Boston Red Sox, 1984-1987
Buckner was acquired by the Boston Red Sox early in the 1984 season. He had one of his best career seasons in 1985, when he recorded career highs of 110 RBI, 201 hits, and 46 doubles and extended his own record for assists with 184. Buckner continued performing strongly the following season, recording his 1,000th career RBI and hitting a career-high 18 home runs. The Red Sox went on to the ALCS, where they came back from the brink of elimination to beat the California Angels. In the 1986 World Series, the Red Sox were leading the heavily favored New York Mets 3-2 when Game 6 went into extra innings. The Mets went on to tie the game before Buckner infamously fumbled a ball at first base, allowing Ray Knight to score the winning run for the Mets. In the deciding Game 7, the Mets rallied to win the World Series. Due to his crucial error, Buckner became demonized by Red Sox fans, who saw him as emblematic of the “Curse of the Bambino” that had purportedly kept the team from winning the World Series. Buckner was released by the Red Sox midway through the 1987 season.
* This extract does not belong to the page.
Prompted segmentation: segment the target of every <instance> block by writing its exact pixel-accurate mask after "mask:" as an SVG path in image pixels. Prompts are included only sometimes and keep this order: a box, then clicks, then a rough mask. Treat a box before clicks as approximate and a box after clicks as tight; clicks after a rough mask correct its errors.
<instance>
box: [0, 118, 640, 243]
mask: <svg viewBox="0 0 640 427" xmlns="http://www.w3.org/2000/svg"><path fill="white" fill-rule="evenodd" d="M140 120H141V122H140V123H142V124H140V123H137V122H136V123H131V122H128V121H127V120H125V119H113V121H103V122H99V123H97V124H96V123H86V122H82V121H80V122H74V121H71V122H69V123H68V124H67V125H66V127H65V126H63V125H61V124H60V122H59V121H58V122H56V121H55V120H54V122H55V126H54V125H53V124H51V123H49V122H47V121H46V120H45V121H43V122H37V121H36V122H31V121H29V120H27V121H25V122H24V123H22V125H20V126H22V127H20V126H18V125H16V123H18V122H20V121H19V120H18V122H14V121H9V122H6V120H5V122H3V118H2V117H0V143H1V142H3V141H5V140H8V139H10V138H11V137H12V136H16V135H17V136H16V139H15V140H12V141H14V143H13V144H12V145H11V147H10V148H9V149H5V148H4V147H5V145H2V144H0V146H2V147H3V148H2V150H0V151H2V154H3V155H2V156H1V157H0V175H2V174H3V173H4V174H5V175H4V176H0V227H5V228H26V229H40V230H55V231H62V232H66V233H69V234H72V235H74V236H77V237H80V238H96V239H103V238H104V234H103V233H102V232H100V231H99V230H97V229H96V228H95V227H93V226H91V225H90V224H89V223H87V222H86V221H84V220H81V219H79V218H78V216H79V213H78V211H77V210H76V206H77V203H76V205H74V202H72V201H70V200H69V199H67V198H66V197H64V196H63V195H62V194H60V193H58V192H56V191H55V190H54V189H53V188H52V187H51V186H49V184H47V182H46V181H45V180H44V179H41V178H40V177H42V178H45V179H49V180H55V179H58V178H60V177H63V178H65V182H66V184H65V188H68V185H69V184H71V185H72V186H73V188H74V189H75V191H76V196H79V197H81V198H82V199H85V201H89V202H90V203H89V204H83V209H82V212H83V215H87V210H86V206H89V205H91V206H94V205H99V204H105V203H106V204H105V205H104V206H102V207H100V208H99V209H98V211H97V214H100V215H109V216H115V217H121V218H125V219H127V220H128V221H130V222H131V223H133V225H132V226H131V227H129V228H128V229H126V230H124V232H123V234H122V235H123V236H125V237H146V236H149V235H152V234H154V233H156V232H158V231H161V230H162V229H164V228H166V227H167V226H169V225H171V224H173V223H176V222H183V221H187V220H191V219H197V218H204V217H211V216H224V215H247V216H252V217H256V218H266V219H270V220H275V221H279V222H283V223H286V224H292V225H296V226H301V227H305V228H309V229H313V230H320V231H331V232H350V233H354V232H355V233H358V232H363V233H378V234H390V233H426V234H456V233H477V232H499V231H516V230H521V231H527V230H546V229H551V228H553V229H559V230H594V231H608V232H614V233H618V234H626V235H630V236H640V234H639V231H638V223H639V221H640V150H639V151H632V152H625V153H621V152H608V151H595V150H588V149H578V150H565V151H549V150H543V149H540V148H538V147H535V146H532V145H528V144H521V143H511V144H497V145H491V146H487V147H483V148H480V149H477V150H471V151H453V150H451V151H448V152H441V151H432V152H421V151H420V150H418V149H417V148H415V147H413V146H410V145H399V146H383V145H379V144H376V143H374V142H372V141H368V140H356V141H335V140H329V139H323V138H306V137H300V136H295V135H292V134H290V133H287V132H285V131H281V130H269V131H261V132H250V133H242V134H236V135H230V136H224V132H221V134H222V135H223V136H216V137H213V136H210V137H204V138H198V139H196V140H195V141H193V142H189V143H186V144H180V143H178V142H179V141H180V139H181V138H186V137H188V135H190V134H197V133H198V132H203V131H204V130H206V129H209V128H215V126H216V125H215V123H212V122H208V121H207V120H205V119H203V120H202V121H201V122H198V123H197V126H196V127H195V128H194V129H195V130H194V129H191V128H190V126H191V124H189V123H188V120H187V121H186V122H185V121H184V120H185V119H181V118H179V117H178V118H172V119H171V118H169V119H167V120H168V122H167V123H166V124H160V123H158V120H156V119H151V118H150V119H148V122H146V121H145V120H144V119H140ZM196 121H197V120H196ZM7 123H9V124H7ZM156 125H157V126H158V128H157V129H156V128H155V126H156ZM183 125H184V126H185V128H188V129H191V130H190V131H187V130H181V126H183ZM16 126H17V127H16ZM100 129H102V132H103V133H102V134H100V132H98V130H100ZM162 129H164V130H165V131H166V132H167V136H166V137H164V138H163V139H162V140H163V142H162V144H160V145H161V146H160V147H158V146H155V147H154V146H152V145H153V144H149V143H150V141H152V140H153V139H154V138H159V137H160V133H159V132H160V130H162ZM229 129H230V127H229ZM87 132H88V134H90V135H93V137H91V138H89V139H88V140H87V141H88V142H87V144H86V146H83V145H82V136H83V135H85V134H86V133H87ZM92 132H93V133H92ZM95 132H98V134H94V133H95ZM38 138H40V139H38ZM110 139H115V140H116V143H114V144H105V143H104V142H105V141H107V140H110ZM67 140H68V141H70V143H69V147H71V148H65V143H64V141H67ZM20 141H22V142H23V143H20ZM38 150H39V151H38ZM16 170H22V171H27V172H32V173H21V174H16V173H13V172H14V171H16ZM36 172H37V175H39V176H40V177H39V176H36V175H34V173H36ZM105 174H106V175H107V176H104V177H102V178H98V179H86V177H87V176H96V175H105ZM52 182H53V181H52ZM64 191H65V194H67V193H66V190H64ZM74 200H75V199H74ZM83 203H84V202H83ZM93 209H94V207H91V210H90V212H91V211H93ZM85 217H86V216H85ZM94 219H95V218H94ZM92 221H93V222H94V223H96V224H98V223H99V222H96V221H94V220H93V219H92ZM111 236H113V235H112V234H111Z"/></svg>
After being released from the Red Sox, Buckner signed with the California Angels, with which he played the remainder of the 1987 season. He continued with the team until his release in early May of 1988. In 76 total games with the Angels, Buckner hit .288 with three home runs and 41 RBI.
Kansas City Royals
Buckner signed with the Kansas City Royals following his release from the Angels in 1988. During his time with the team through 1989, he played 168 games and hit .239 with four home runs and 50 RBI.
Boston Red Sox, 1990
In 1990, Buckner returned to the Red Sox as a free agent. However, his return was short-lived, as he retired on June 5. For his abbreviated season, he batted .186 with one home run and 3 RBI.
After his MLB retirement, Buckner moved his family to Idaho and invested in real estate in the Boise area. He also became a minority owner of a local car dealership, to which he lent his name. In early 2011, Buckner became the manager of the Can-Am League’s Brockton Rox. The next year, he became the hitting instructor for the Boise Hawks. Buckner officially retired from baseball in 2014.
Personal Life and Death
With his wife Jody, Buckner had three children: Brittany, Christen, and Bobby.
On May 27, 2019, Buckner passed away from Lewy body dementia in Boise, Idaho.